Ben Boychuk

Gov. Newsom’s decision to change high-speed rail plan doesn’t go far enough

Gov. Gavin Newsom used his State of the State address on Tuesday to lambaste President Donald Trump. No surprise there. California is now the “State of Resistance” and our new governor aims to be the Resister-in-Chief.

Trump makes a good foil for opportunistic politicians, and Newsom couldn’t help but rail against the president’s immigration policies.

But the more interesting part of the speech involved a rail of another variety. It appears, at long last, the dream of a high-speed train from Los Angeles to San Francisco is over. About time.

Newsom hinted during last year’s campaign that he was less enthusiastic about high-speed rail than Gov. Jerry Brown, who at times seemed to stake his reputation on the train’s success. On Tuesday, Newsom officially derailed Brown’s legacy.

“I have nothing but respect for Governor Brown’s and Governor Schwarzenegger’s ambitious vision,” Newsom said. “And there’s no doubt that our state’s economy and quality of life depend on improving transportation.”

”But” – you knew there had to be a “but” – “let’s be real. The project, as currently planned, would cost too much and take too long ... Right now, there simply isn’t a path to get from Sacramento to San Diego, let alone from San Francisco to L.A.”

Newsom’s solution is to develop a high-speed route between Merced and Bakersfield, which seems like an odd choice. The governor tried to preempt the argument that a 120-mile line across the Central Valley would be a “train to nowhere,” a claim he called “wrong and offensive.”

“It’s about economic transformation and unlocking the enormous potential of the Valley,” he said.

Well, at the risk of giving offense, that isn’t what Californians voted for.

Voters in 2008 passed Proposition 1A, a $9.95 billion bond measure that made some specific promises: A high-speed train, whisking passengers from Los Angeles to San Francisco in two hours and 40 minutes, beginning in 2022, at a cost of roughly $33 billion.

Not one of those promises had a prayer of being kept. Ever.

For a start, the timeline and budget parameters were ridiculous. You practically can’t get a cup of coffee at Caltrans in less than six months or without an environmental impact study.

But if rhetorical hyperbole doesn’t suit you, remember that road planners in 1996 announced the project to replace the eastern span of the San Francisco-Oakland Bay Bridge would require seven years and cost around $1 billion. In the end, the job took 17 years and cost $6.4 billion. You had to be dreaming or high to believe the state could form a competent new bureaucracy, plan, buy right-of-way and construct hundreds of miles of track in 14 years and on budget.
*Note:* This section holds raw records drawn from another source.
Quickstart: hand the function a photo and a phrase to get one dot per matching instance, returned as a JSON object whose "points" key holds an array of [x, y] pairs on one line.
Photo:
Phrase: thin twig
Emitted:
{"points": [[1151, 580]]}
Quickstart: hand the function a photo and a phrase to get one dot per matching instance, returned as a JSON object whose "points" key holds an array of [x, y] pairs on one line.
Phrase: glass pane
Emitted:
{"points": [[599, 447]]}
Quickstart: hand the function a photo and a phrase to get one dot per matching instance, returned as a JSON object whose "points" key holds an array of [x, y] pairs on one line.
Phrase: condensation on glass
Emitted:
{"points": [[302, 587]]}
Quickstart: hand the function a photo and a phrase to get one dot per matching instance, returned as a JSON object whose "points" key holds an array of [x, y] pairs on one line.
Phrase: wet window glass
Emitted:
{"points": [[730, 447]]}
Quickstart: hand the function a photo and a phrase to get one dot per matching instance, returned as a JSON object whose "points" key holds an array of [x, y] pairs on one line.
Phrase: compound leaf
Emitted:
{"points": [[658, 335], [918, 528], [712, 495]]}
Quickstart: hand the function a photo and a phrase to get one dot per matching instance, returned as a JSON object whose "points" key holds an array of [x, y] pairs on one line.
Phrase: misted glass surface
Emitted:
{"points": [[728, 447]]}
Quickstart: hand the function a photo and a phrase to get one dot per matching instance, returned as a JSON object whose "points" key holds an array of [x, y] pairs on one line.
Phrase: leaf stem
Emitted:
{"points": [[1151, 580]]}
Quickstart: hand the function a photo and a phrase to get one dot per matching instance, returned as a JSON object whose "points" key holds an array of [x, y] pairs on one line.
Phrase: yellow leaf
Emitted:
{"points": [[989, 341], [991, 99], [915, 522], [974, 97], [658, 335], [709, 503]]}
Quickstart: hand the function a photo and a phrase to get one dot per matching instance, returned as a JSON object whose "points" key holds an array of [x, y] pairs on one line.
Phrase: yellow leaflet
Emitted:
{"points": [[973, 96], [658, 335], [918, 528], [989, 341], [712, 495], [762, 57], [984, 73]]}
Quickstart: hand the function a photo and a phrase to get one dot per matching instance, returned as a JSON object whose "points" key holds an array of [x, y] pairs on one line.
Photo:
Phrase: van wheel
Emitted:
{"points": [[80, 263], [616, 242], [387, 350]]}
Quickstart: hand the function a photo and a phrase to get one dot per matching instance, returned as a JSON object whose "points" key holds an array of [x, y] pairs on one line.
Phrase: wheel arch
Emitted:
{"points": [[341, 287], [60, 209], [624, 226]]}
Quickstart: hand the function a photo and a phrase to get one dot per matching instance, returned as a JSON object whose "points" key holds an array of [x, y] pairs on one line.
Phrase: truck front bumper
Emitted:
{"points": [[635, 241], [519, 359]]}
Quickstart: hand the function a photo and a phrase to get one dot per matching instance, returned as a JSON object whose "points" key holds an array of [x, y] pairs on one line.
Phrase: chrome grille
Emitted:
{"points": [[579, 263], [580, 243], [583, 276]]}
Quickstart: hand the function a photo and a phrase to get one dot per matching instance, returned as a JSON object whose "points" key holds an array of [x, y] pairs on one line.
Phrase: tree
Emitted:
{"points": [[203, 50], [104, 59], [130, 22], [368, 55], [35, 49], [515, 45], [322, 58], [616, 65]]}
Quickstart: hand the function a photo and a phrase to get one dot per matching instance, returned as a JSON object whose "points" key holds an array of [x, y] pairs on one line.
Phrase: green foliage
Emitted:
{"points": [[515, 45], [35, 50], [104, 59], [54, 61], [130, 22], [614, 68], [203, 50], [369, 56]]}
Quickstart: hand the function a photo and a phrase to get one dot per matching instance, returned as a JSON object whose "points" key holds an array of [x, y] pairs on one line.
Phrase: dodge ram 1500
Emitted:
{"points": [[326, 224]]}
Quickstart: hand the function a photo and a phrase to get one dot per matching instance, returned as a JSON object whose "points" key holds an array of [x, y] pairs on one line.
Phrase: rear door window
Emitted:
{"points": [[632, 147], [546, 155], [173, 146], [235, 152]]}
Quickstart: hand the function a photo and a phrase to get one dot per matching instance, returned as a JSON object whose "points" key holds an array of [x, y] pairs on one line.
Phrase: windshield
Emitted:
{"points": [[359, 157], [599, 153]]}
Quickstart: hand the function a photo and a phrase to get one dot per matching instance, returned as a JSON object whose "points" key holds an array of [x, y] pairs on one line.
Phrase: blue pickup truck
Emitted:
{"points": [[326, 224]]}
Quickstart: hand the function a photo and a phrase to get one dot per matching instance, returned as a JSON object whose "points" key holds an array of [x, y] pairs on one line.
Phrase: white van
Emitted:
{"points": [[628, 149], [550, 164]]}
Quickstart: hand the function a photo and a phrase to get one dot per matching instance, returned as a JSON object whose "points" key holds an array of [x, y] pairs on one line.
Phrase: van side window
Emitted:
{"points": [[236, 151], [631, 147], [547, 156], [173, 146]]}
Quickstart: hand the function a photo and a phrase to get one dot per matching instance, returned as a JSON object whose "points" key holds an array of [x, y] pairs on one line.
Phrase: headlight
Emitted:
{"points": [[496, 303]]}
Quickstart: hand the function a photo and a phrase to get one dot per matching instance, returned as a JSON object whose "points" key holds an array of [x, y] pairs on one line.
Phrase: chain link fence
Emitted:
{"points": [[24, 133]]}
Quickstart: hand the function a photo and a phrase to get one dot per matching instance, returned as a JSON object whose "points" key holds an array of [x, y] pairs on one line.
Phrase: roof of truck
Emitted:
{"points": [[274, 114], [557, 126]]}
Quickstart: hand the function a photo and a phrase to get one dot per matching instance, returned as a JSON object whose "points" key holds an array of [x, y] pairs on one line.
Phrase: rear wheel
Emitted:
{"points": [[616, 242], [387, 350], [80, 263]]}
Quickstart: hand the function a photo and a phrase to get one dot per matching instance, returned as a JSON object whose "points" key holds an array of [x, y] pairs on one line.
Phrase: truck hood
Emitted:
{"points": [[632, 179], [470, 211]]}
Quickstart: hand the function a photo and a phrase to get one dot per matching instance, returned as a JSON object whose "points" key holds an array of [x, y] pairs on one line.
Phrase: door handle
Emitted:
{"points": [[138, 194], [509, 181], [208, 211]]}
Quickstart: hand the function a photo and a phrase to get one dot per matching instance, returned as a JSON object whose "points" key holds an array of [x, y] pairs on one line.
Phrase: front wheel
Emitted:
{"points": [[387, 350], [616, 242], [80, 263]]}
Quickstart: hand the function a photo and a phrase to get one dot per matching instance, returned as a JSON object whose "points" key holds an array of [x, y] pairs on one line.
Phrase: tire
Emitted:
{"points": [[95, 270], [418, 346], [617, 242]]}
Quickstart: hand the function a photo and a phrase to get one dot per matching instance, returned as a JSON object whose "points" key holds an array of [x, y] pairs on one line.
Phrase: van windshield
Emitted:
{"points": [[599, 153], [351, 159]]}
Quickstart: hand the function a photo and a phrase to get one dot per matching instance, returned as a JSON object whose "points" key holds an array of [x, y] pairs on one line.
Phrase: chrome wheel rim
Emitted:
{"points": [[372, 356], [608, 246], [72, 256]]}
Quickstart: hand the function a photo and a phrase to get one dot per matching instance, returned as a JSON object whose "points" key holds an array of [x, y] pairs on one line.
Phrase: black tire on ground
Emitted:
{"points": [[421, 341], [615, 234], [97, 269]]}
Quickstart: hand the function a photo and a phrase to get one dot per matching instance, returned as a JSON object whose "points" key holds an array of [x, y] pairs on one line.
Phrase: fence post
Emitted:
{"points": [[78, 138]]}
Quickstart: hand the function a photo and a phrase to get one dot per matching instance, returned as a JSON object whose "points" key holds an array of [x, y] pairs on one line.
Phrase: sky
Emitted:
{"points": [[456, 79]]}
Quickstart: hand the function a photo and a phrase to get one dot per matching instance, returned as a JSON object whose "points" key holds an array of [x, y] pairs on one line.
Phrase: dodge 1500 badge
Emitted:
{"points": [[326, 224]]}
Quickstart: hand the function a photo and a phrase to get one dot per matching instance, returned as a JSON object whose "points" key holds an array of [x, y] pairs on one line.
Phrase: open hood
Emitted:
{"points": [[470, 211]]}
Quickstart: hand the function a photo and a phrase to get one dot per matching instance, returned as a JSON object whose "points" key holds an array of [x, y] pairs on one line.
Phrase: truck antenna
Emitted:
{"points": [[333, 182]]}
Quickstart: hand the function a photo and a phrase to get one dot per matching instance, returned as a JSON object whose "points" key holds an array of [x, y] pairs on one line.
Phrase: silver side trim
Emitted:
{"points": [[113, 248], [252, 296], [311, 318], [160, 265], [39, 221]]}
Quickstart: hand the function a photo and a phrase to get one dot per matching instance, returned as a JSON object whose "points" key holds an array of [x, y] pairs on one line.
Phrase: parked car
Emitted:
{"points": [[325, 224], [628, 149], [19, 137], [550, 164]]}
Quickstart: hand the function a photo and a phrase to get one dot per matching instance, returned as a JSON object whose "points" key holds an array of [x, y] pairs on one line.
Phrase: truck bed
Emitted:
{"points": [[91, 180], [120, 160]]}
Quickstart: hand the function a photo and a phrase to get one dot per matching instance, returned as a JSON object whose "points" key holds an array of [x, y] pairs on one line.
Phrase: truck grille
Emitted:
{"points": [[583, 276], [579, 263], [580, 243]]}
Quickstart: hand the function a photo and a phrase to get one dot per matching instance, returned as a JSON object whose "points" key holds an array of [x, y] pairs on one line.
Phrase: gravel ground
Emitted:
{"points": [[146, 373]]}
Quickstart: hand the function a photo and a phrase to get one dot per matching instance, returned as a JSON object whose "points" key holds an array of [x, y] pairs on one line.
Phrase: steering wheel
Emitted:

In fact, the promised $33 billion price tag was discarded almost immediately. When Brown returned to the governor’s office in 2010, the incompetent California High-Speed Rail Authority said the project would cost closer to $100 billion. Given the scope of work, the number made sense. It was also politically insane.

Brown, being no dummy, ordered revisions to the plan. In due course, CHSRA returned with a new phony-baloney number: $68 billion, give or take, with the first phase completed sometime in 2033.

Some people – “naysayers,” they were called – had the temerity to point out that $68 billion and a 2033 completion date weren’t what Californians voter for, either. They also rudely noted that, apart from $3.5 billion in federal funds, none of the remaining billions had materialized from ballyhooed “private” sources.

Hadn’t the train’s boosters promised that taxpayers wouldn’t be on the hook? Another rude question.

And here’s one more: Democrats these past two weeks have been drooling over Rep. Alexandria Ocasio-Cortez’s “Green New Deal,” which proposes a radical transformation of the U.S. economy in the next 12 years, with high-speed rail playing a central role. If California can’t pull off the idea, what makes anyone think the federal government can?

It’s vanity, which may be why Newsom, during his speech, said he’s “not interested” in sending that $3.5 billion “back to Donald Trump.” After all, Trump might want to spend it on the wall! At least a Central Valley line would help the state save face (sort of) while sticking it to the president.

Newsom’s office has backpedaled a bit on the governor’s statements from Tuesday, but he was right the first time. California’s high-speed rail costs too much, will take too long and very likely won’t live up to its utopian promise.

Truth is, that was always going to be the case. Californians voted for a fantasy, as Californians are wont to do. Reality is expensive. Let’s cancel this boondoggle and move on.